Молчание. Он бежит туда, приоткрывает дверь, заглядывает туда, покашливает, топает ногой, закрывает, открывает, отрыгивает, пукает, плачет, сморкается в пижаму, надевает очки.

(Возвращается к нам.)

— Господа, новость, большая, удивительная новость: я счастлив, я переполнен чувствами, я заново родился, я вне себя, я на седьмом небе. Господа, я благодарю небо! Я целую плодородную землю. Молюсь! Господа, впервые с восьмого сентября тысяча девятьсот сорок четвертого года я кончил. Невероятно! Циклон! Фейерверк! В тысяча девятьсот сорок четвертом году меня обвинили в петенизме [84] и бросили за решётку, потому что я отказался предоставить свой флот этим гнусным британцам. Это заключение лишило меня избавительных радостей оргазма. Я по-прежнему мог исполнять телесный акт, но с тех пор я перестал получать от него малейшее удовольствие, не считая скудной мужской гордости. Это и было моей мучительной тайной, господа! И вот, сего дня я сделал новую попытку, и она была успешной. Вы слышите, я повторяю: ус-пеш-ной! Провидение… О Боже, верховный владыка мира, благодарю Тебя! Провидение послало мне существо самое изысканное, самое гармоничное, самое сладкое, самое волнующее, самое в высшей степени приятное, самое-самое, о котором только я мог мечтать. И эта вещь произошла, господа! Я вновь получил наслаждение. Священник даст благодарственный молебен завтра утром в восемь часов, я ему уже позвонил. Дым рассеялся. После того как закончились мои финансовые страдания, пришёл конец моим телесным мучениям, или мукам, потом посмотрите в словаре. Меня ждёт апофеоз. Я иду к нему с протянутыми руками!

Но это еще не всё, мои благородные свидетели. За хорошей новостью тянутся другие. Они размножаются со скоростью микробов. В общем, новость, о которой я вам сообщил, породила другую, которая в свою очередь потянет за собой много, много других!
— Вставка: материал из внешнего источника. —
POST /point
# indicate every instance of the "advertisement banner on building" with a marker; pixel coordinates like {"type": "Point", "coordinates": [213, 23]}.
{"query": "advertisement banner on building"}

Господа, я женюсь! Быстро, где угодно, как угодно! В Уругвае, если нужно, пока буду ждать развода с временной мадам Абей. Вот так, господа! Но будем великодушны, забудем об этих годах супружеской бедности! Может быть, дать алименты бывшей жене Абея? Ну да, ещё чего! Как бы не так! Достаточно церковной милостыни! Что я говорю? МРОТ [85] , господа. МРОТ, и ничего больше! О тварь, лошадь, засушенная свинья, рефрижератор! О пугало! О пучок крапивы! МРОТ, говорю вам. Что? Мой сын? Вы же не сунете мне его под нос, как суют орудие преступления убийце, чтобы сбить его с толку! И я должен умиляться этим золотушным девственником? Я должен плакать над его юношескими угрями? Начнём с того, что я его отец! О, оставим сантименты, господа присяжные! Особенность сильных людей заключается в том, что они не слабые. Что? Учёба для этого потроха? Какая учёба, господа? Вы шутите? Парню восемнадцать лет — и он даже не доктор филологии! Я смеюсь! В век компьютера, пенициллина, Иветты Орнер [86] и лунохода! Недоумок, вот кто он! В шахту его, господа! Что? Их закрыли? Так откроем! Хотя бы одну, для него, пусть он там стаптывает свои ноги, обдирает пальцы! Розовая вата кончилась, беби! Даёшь угля, чёрт возьми! Каникулы в Куршевеле? А вот хрен тебе! Метана не хочешь, подонок? В клоаку! В сто лет он будет харкать чёрным! Ему выправят морщины паяльной лампой! О! О! Маленький эгоист! Я тебе их дам, карманные деньги! На сигареты? На, получи! Ты же мне когда-нибудь в лицо плюнешь! Не выйдет! Я начинаю новую жизнь, сопляк! Я теперь буду оттягиваться, кастрат несчастный! Папин аппарат — не хрен собачий!